Step 8 of 10 (80% complete)
Multi-Language Support
Step Code
The code for this specific step can be found on the following branch:
The starter ships with built-in support for multiple languages. The supported locales are en, pl, and sv, but adding or removing a locale takes about five minutes.
Locale Configuration
All locale configuration lives in lib/optimizely/language.ts:
export const DEFAULT_LOCALE = 'en' export const LOCALES = ['en', 'pl', 'sv']
To add a new locale, add it to the LOCALES array, add it in your Optimizely CMS instance settings, and add its display name to the LOCALE_NAMES map in components/layout/language-switcher.tsx. That is all.
How the Routing Works
The URL structure is:
- English (default locale):
/about— no locale prefix, stays clean - Polish:
/pl/about— locale prefix added - Swedish:
/sv/about— locale prefix added
This is handled by the Next.js middleware in proxy.ts. The middleware runs on every request and determines the correct locale.
Locale Detection Priority
The middleware detects the locale in this order:
- Locale in URL path — if the request is to
/pl/about, the locale ispl - Cookie (
__LOCALE_NAME) — if the user has previously selected a language, that preference is stored in a cookie - Accept-Language header — the browser sends its preferred language, and the middleware uses the
negotiatorpackage to match it against the supported locales - Default locale — fallback to
en
function getLocale(request: NextRequest, locales: string[]): string { const cookieLocale = request.cookies.get('__LOCALE_NAME')?.value if (cookieLocale && locales.includes(cookieLocale)) return cookieLocale const browserLang = getBrowserLanguage(request, locales) if (browserLang) return browserLang return DEFAULT_LOCALE }
The middleware also handles the difference between the default and non-default locales:
- For the default locale, it uses
NextResponse.rewrite— the URL stays as/aboutbut internally Next.js serves/en/about - For non-default locales, it uses
NextResponse.redirect— the URL becomes/pl/aboutand the browser's address bar updates
Content Fetching Per Locale
Every content fetch includes the locale in the path:
client.getContentByPath(`/${locale}/${slug.join('/')}/`)

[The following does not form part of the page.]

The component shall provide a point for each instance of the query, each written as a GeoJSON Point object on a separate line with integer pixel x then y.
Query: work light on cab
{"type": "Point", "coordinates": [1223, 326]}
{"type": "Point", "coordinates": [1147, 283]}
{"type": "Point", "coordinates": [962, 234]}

Optimizely Graph returns the localized version of the content based on the path prefix. If a translation does not exist for a given locale, the Graph falls back to the default language — this is configurable in your CMS instance.
Static Generation for All Locales
The locale layout generates static params for all supported locales:
export function generateStaticParams() { return LOCALES.map((locale) => ({ locale })) }
Combined with generateStaticParams() in the catch-all page (which fetches all page paths from CMS), Next.js pre-renders every page in every language at build time. The result is a fully static, multi-language site with instant page loads.
SEO: hreflang Alternates
The generateAlternates() helper in lib/metadata.ts generates the correct hreflang tags for every page:
export async function generateMetadata(props: Props): Promise<Metadata> { const { locale, slug } = await props.params return { title: c?.title ?? '', alternates: generateAlternates(locale, `/${slug.join('/')}/`), // generates: { canonical: '/en/about', languages: { en: '/en/about', pl: '/pl/about', sv: '/sv/about' } } } }
This tells search engines which pages are translations of each other, which is critical for multi-language SEO.